The field course addressed some, but not all, of the complaints I had had about my first-year course. There was more focus on calculating observable quantities, and on making predictions about phenomena other than the ones that inspired a model's creation. That was very good.

But it was telling that even when the models made wrong predictions, this was not presented as a reason to reject the models (as it would be in, say, biology). This was how I realized that macroeconomics is a science in its extreme infancy. Basically, we don't have any macro models that really work, in the sense that models "work" in biology or meteorology. Often, therefore the measure of a good theory is whether itseems to point us in the direction of models that might work someday.

[…]

all of the mathematical formalism and kludgy numerical solutions of DSGE give you basically zero forecasting ability (and, in almost all cases, no better than an SVAR). All you get from using DSGE, it seems, is the opportunity to puff up your chest and say "Well, MY model is fully microfounded, and contains only 'deep structural' parameters like tastes and technology!"...Well, that, and a shot at publication in a top journal.

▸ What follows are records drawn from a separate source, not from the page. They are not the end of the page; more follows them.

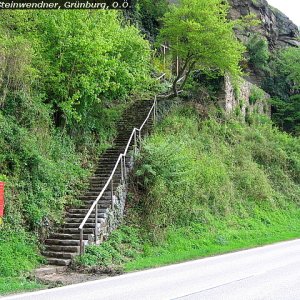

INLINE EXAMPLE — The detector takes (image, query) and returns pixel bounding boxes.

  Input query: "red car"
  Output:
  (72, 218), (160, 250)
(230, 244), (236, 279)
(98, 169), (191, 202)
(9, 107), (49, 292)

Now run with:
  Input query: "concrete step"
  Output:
(66, 214), (107, 224)
(44, 101), (157, 266)
(45, 239), (80, 246)
(63, 223), (100, 231)
(47, 258), (71, 266)
(42, 251), (76, 259)
(58, 227), (95, 236)
(66, 208), (108, 217)
(46, 232), (89, 241)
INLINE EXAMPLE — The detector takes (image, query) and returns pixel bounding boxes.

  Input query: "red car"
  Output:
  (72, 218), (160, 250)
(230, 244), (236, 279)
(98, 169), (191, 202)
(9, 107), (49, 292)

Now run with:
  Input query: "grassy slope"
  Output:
(81, 107), (300, 271)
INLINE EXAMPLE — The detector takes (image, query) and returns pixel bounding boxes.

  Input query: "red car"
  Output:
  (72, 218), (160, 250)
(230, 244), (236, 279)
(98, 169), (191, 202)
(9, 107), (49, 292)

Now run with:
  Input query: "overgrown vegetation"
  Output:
(0, 11), (153, 291)
(78, 104), (300, 270)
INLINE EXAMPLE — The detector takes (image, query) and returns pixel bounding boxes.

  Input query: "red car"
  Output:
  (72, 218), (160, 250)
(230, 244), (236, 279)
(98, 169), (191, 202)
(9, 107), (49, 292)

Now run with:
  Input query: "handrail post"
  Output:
(95, 203), (98, 244)
(133, 130), (137, 155)
(111, 179), (114, 209)
(120, 157), (124, 184)
(123, 155), (127, 184)
(79, 228), (83, 255)
(139, 130), (142, 150)
(153, 96), (157, 125)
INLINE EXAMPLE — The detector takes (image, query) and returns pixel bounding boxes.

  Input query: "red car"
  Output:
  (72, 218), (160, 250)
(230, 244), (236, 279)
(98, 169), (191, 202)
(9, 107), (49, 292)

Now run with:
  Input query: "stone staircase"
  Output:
(43, 100), (153, 266)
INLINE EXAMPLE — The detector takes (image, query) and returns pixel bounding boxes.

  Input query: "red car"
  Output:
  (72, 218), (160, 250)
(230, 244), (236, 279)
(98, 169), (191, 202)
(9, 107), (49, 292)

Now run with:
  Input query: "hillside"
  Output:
(0, 0), (300, 294)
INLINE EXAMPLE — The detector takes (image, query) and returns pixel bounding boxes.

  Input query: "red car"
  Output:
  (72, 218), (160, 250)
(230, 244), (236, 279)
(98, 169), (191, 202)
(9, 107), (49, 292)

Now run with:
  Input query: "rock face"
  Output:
(229, 0), (300, 49)
(219, 76), (271, 119)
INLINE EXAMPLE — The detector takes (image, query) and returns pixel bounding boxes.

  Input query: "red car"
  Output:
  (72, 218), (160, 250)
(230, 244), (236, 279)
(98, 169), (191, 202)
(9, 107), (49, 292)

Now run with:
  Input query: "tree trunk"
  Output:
(180, 61), (196, 90)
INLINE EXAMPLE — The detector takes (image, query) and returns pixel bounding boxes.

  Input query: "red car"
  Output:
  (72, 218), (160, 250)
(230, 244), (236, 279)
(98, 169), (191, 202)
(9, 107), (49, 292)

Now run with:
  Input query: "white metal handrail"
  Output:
(78, 96), (157, 254)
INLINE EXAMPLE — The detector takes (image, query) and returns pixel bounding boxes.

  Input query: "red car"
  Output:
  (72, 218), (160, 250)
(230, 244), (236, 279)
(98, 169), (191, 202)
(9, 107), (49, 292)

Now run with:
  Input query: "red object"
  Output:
(0, 182), (5, 218)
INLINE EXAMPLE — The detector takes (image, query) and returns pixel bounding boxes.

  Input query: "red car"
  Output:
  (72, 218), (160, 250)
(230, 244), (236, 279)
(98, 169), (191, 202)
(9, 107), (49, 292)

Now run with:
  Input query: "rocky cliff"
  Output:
(229, 0), (300, 49)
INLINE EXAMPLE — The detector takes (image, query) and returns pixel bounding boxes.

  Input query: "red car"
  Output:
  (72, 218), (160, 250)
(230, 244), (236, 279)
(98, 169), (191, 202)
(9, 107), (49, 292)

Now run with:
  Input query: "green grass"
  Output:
(0, 277), (44, 295)
(79, 104), (300, 271)
(124, 209), (300, 272)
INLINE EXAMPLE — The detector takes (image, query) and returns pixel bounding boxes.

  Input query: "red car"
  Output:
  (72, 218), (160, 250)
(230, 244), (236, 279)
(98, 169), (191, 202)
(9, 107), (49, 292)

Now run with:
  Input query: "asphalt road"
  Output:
(1, 240), (300, 300)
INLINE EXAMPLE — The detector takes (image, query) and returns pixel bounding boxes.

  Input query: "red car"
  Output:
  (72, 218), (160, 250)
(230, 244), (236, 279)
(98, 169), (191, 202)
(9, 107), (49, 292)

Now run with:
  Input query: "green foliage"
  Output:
(159, 0), (244, 94)
(135, 0), (169, 38)
(81, 104), (300, 271)
(124, 207), (300, 271)
(0, 111), (89, 229)
(0, 10), (153, 291)
(0, 228), (41, 278)
(0, 276), (43, 295)
(137, 108), (300, 241)
(247, 34), (270, 71)
(76, 225), (142, 269)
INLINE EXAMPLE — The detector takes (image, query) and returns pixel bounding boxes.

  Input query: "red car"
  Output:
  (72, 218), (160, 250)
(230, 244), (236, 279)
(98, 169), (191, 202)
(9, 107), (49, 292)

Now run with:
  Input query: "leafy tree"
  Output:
(135, 0), (169, 38)
(159, 0), (245, 95)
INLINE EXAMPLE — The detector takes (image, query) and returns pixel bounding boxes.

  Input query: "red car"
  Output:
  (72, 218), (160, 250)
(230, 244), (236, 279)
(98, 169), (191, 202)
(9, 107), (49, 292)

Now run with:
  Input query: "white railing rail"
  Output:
(78, 96), (157, 255)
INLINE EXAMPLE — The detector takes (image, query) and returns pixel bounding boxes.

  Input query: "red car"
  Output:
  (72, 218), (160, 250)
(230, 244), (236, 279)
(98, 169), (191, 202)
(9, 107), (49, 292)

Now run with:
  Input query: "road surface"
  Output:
(1, 240), (300, 300)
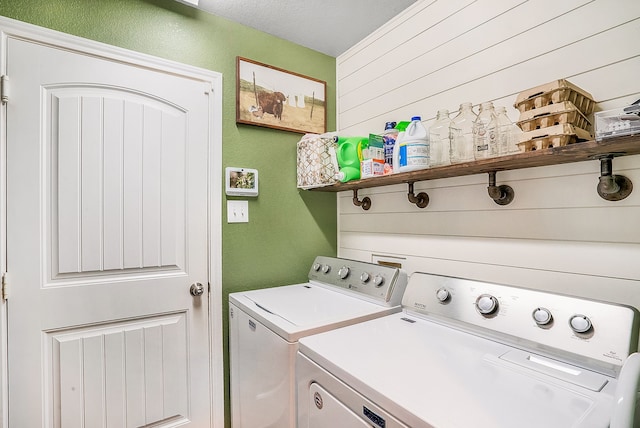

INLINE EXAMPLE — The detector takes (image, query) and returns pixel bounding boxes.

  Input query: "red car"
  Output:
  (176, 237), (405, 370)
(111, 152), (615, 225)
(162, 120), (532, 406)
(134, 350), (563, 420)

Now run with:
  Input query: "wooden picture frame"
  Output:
(236, 57), (327, 134)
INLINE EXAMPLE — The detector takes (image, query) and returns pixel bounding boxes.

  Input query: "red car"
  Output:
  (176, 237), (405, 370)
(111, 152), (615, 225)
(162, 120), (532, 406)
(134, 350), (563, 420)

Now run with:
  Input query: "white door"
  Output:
(6, 34), (211, 428)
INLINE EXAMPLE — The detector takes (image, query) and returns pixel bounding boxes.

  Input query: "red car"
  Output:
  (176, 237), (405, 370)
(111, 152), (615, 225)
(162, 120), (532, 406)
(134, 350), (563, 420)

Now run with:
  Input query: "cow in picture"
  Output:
(258, 92), (287, 120)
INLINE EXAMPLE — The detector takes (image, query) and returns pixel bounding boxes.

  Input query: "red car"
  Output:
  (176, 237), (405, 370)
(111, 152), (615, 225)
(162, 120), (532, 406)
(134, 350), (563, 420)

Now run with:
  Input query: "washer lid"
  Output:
(229, 283), (400, 341)
(299, 312), (616, 428)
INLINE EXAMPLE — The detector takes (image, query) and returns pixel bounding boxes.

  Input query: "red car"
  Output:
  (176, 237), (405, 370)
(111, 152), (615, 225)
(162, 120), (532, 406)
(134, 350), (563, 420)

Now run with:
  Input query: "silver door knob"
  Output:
(189, 282), (204, 297)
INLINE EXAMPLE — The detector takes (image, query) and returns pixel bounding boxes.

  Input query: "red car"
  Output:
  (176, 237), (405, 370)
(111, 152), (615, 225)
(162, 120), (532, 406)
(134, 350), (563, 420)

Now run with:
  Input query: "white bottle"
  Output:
(450, 103), (478, 163)
(393, 116), (429, 173)
(473, 101), (498, 160)
(429, 110), (451, 167)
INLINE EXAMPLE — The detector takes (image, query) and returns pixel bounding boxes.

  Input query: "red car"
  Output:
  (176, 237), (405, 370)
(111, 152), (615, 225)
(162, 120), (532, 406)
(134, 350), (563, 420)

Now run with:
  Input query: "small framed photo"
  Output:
(225, 166), (258, 196)
(236, 57), (327, 134)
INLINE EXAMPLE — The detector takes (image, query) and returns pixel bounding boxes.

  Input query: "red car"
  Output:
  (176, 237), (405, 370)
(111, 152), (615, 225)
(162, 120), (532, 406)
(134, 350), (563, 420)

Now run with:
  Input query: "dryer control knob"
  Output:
(531, 308), (553, 326)
(373, 275), (384, 287)
(436, 287), (451, 303)
(338, 266), (350, 279)
(476, 294), (498, 315)
(569, 315), (593, 333)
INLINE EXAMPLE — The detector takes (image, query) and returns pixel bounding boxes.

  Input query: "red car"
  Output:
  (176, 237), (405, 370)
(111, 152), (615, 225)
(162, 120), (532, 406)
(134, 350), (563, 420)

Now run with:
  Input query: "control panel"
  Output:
(402, 273), (640, 373)
(309, 256), (407, 306)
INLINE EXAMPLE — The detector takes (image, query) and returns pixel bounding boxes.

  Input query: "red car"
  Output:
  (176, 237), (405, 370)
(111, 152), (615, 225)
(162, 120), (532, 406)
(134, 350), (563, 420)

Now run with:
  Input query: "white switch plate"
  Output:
(227, 201), (249, 223)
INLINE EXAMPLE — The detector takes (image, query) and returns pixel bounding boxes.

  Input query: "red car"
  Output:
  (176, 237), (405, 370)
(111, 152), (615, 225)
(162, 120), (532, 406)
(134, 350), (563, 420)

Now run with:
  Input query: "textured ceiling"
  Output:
(196, 0), (416, 57)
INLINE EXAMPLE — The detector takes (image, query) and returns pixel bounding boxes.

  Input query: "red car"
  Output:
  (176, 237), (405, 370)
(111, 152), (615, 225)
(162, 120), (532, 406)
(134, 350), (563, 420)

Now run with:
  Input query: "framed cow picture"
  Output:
(236, 57), (327, 134)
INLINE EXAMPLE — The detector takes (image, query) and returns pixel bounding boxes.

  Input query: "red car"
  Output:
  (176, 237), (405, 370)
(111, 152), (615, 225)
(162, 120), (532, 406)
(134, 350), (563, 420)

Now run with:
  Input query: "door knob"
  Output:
(189, 282), (204, 297)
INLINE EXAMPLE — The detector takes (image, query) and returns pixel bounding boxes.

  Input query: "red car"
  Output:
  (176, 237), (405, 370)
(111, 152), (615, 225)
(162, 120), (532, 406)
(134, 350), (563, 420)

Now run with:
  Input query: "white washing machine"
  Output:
(297, 273), (640, 428)
(229, 256), (407, 428)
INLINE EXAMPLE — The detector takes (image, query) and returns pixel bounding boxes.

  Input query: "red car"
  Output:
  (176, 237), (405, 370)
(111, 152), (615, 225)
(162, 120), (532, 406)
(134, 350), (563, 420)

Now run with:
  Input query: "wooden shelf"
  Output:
(309, 134), (640, 192)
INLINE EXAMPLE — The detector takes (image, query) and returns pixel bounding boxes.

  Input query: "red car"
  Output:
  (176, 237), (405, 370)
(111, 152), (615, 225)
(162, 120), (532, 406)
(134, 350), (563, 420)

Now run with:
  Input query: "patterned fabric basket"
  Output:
(298, 134), (339, 189)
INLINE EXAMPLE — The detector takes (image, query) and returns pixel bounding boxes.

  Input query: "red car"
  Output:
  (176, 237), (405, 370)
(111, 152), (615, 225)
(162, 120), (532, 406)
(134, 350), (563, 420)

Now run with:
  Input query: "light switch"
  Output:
(227, 201), (249, 223)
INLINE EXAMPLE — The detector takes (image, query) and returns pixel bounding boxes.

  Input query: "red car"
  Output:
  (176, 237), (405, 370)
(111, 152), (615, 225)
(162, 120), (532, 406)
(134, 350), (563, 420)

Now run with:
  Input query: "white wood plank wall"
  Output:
(337, 0), (640, 314)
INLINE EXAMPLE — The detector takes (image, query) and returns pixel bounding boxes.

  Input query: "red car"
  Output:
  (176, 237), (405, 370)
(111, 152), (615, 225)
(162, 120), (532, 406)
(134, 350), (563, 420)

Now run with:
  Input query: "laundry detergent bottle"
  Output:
(393, 116), (429, 173)
(336, 137), (368, 183)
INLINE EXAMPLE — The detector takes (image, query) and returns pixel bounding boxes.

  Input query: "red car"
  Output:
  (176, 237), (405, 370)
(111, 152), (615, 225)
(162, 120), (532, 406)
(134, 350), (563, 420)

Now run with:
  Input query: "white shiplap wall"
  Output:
(337, 0), (640, 308)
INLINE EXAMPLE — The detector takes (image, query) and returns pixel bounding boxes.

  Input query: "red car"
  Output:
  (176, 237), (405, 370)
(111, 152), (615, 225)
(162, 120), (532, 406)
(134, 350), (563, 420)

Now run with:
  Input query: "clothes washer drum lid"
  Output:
(243, 284), (389, 330)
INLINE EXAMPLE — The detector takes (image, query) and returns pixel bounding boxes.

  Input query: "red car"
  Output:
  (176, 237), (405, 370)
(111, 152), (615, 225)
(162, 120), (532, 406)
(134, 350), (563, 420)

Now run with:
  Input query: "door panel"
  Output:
(7, 34), (211, 428)
(50, 87), (186, 280)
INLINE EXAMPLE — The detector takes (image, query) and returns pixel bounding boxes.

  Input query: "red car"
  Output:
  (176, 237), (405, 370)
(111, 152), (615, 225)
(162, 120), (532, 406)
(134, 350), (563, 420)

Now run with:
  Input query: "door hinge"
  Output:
(0, 74), (9, 104)
(2, 272), (9, 301)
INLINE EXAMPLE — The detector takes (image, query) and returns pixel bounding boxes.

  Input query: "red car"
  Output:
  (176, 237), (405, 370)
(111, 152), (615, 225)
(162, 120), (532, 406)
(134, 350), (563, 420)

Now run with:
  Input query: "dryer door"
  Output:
(309, 383), (372, 428)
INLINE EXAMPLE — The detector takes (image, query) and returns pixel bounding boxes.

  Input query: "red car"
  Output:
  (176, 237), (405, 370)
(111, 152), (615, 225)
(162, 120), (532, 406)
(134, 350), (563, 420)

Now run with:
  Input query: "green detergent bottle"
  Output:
(336, 137), (369, 183)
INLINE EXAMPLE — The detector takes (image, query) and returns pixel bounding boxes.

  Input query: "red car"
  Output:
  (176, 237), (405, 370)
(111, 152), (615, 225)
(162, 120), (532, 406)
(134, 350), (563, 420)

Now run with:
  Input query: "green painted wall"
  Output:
(0, 0), (336, 426)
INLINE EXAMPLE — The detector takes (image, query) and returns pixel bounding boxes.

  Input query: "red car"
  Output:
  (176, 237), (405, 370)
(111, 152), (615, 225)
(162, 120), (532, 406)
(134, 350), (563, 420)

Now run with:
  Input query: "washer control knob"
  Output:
(436, 287), (451, 303)
(476, 294), (498, 315)
(373, 275), (384, 287)
(569, 315), (592, 333)
(531, 308), (553, 326)
(338, 266), (350, 279)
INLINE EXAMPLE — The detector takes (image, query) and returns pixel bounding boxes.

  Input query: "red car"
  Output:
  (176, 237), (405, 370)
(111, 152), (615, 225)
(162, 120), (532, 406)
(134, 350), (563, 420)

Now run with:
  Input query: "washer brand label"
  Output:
(313, 392), (322, 410)
(362, 406), (387, 428)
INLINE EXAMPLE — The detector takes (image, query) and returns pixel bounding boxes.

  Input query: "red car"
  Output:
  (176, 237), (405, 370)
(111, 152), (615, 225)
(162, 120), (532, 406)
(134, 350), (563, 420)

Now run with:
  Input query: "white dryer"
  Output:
(229, 256), (407, 428)
(297, 273), (640, 428)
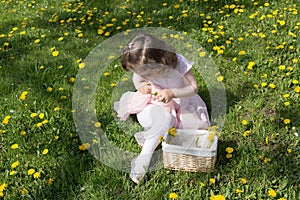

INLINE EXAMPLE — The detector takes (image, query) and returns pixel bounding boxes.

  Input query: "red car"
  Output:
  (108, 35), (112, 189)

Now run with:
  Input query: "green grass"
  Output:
(0, 0), (300, 200)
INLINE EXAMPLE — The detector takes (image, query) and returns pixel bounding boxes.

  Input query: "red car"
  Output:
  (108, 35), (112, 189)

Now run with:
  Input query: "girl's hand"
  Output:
(138, 83), (152, 94)
(155, 89), (174, 103)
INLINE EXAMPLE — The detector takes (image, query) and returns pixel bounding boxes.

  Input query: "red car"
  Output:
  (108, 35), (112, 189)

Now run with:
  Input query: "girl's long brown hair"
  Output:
(121, 33), (177, 71)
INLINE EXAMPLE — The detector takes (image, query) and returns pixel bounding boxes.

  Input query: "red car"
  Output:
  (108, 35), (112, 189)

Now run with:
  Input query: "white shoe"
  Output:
(129, 158), (147, 184)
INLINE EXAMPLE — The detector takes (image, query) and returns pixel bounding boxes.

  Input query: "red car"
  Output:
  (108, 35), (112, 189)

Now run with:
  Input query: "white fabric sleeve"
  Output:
(177, 54), (194, 75)
(132, 73), (147, 89)
(171, 85), (196, 98)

Finally, my field course taught me what a bad deal the whole neoclassical paradigm was. When people like Jordi Gali found that RBC models didn't square with the evidence, it did not give any discernible pause to the multitudes of researchers who assume that technology shocks cause recessions. The aforementioned paper by Basu, Fernald and Kimball uses RBC's own framework to show its internal contradictions - it jumps through all the hoops set up by Lucas and Prescott - but I don't exactly expect it to derail the neoclassical program any more than did Gali.